A group of Eritrean men, women and children who have just been dropped off dusty and tired at the entry point in the small town of Adinbried, about 50km southeast of Badme, having crossed the border during the preceding night.

Almost twenty years under "no war, no peace" situation, the subsequent governments of Ethiopia and Eritrea are finally coming to the negotiation table to resolve their difference and implement the longstanding Algiers Agreement that has put a stop to the 1998-2000 boarder clash.

This came following the latest announcement by President Isaias Afewerki where he made public his intentions to discuss with Ethiopian government regarding the implementation of the Algiers Agreement and to resolve the two-decade long animosity between the two nations.

In a televised event commemorating the 30th year anniversary of Eritrean Martyrs' Day, President Isaias said he is ready to send a delegation to Addis Ababa to restart talks between the two neighbors, after two decades. This comes following the decision of the executive committee of the ruling Ethiopian Peoples' Revolutionary Democratic Front (EPRDF) to accept the Algiers accord unconditionally and to invite the Eritrean side for talks on the implementation of the agreement.

"The positive signals issued in these past days in Ethiopia can be seen as an expression of this popular choice," said Isaias to the gathering, this week.

He further stated that "the complementarity of both peoples and countries, their common bilateral interests and prosperity are sacrosanct objectives to which we have toiled and paid sacrifices for two generations."

For this reason, and outside myopic considerations of public relations stunts and advantages, we will send a delegation to Addis Ababa, Isaias told the gathering.

He also reminded that "both Eritrean people and the Ethiopian people have lost an opportunity of two generations and over half a century due to policies designed to promote external global agendas."

This positive step by the two warring states was welcomed by the international community including the US government, European Union and the UN as well.

Just on Thursday, June 20, 2018, the US issued a statement and said that it appreciates the progress made by the two countries.

"The United States is encouraged by the progress that Ethiopia and Eritrea have made to resolve longstanding disputes and normalize relations," reads the statement.

It also said "US government looks forward to a full normalization of relations and the realization of our shared aspirations for both countries to enjoy enduring peace and development."

In a similar statement EU's, high representative, vice president Federica Mogherini called the steps taken by the two countries as decisive towards resolution of the longstanding differences. It also expresses its readiness to assist the two countries on their effort towards reconciliation.

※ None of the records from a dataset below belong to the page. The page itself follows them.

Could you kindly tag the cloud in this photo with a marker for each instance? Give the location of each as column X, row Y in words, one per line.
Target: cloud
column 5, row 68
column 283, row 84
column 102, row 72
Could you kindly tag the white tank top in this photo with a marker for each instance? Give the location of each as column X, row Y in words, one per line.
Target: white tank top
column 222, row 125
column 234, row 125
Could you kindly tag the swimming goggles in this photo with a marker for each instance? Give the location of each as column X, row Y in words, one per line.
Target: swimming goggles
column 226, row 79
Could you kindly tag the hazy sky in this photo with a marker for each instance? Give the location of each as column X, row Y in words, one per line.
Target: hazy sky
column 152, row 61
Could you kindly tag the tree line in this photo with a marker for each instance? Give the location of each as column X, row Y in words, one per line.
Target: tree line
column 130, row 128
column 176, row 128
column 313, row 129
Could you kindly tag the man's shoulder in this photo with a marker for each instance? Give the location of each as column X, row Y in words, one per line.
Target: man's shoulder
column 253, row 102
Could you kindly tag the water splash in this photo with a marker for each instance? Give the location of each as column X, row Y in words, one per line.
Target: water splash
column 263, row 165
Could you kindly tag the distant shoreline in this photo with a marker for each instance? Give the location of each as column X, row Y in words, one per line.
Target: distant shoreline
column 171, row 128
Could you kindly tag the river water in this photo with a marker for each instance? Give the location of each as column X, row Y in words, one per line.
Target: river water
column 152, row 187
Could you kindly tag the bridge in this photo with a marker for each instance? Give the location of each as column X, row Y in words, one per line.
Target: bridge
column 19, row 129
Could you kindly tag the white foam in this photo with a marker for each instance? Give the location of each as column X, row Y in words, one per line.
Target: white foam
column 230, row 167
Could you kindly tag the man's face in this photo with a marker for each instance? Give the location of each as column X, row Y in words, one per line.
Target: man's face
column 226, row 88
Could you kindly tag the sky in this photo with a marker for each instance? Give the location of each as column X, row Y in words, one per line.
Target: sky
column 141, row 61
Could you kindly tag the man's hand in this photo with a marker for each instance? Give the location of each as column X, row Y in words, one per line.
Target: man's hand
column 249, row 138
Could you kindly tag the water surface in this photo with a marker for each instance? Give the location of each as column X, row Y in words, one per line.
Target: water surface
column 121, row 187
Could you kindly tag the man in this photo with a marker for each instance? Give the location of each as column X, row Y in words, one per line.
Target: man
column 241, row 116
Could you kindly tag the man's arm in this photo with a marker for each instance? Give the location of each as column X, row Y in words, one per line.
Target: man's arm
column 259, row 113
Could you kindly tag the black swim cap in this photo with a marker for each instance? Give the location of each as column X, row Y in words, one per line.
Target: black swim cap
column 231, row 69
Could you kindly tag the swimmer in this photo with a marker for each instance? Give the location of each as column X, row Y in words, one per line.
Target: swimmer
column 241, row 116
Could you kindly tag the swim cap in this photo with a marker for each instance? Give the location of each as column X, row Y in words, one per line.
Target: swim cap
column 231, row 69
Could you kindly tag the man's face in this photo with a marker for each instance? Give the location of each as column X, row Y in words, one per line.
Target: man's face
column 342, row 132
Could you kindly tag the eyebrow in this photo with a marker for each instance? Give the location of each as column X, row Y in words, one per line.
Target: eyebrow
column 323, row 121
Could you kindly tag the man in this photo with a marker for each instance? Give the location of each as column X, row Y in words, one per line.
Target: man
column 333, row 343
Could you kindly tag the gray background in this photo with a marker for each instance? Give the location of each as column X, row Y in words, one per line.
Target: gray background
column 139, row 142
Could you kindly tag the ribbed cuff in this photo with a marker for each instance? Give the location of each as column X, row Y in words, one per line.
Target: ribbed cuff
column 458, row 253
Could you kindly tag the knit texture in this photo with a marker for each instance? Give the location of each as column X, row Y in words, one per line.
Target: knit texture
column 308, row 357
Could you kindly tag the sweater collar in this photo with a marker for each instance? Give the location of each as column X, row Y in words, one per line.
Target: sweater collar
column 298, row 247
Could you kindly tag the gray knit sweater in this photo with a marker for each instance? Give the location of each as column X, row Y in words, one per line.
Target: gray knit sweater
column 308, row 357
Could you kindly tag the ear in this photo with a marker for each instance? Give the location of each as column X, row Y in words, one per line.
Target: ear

Following this positive response from the regime in Asmara, political groups including organizations designated as terrorists by the Ethiopian parliament have also express their willingness to abandon their armed struggle to set around table. Groups such as the Patriotic-Ginbot 7 and Oromo Liberation Front (OLF) which the Eritrean Regime had been harboring have also expressed their commitment to discuss issues with Ethiopian government and in return to stop their armed struggle against Ethiopian government.